Maigret in retirement

Maigret and Mme Maigret retired to Meung-sur-Loire, where they had often spent holidays. The village (a real one) is just west of Orléans, in the Vins de l’Orléanais VDQS, where most wines are from Pinot Meunier, Cabernet Franc, Pinot Noir and Chardonnay. We must hope that Maigret found pleasure (and evidence of terroir) in the local wines made from these ambitious grapes. It is a pleasant but hardly convincing coincidence that one of the appellation’s best producers now is Clos de Saint-Fiacre, named after the seventh-century Irish-born saint who also gave his name to the great detective’s birthplace. It would be even pleasanter if St Fiacre were also associated with wine, but he is not, though he is the patron of a startling range of callings and medical conditions, including gardening, haemorrhoids, taxi-driving, syphilis and sterility.

 

 

Notes

1. “The fiftieth anniversary report of the Harvard Class of 1910”; quoted epigraphically on the voluminous website devoted to “Simenon and his Inspector Maigret”.

2. Translations in this article are mine. Works by Georges Simenon referred to are all published by Presses de la Cité, Paris: Maigret et le Corps sans Tête (1955), translated into English as Maigret and the Headless Corpse; Maigret et le Marchand de Vin (1970) – Maigret and the Wine Merchant; Maigret à l’Ecole (1954) – Maigret Goes to School; La Colère de Maigret (1963) – Maigret Loses his Temper.

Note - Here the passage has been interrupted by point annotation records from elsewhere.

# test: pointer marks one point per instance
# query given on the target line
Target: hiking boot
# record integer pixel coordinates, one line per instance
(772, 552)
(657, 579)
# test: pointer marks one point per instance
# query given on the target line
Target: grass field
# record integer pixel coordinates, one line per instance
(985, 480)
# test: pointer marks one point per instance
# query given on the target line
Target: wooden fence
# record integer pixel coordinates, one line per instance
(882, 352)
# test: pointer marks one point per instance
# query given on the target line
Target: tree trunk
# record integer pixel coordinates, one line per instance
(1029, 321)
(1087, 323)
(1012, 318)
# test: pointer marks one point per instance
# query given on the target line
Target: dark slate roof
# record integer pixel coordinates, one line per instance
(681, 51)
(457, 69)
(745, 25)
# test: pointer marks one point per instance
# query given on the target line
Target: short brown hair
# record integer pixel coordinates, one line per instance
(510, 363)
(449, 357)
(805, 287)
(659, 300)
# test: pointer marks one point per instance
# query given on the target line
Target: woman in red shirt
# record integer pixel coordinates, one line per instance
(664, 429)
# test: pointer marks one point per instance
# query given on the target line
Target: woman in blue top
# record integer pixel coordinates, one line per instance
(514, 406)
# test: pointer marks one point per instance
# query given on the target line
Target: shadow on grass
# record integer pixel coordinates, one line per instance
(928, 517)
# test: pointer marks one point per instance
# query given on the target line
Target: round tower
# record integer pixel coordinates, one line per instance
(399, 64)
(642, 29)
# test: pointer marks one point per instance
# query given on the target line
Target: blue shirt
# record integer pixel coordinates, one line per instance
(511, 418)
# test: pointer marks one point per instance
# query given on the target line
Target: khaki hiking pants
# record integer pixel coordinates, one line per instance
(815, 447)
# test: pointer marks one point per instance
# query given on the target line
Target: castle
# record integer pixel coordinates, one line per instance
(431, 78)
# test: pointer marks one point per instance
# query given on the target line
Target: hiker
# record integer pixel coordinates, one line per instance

3. In “Maigret’s Paris conserved and distilled”, Lisa Ann Gurr uses a (rather small, unfortunately) selection of the novels and stories to interestingly examine links between drinking and social structure in Maigret’s Paris. In Mary Douglas (ed), Constructive Drinking: Persepectives on Drink from Anthropology (Cambridge: Cambridge University Press, 1987).

4. Giulio Nascimbeni, “Interview with Georges Simenon, May 1985”. The misspellings of Ladoucette and Pouilly occur also in the Italian original.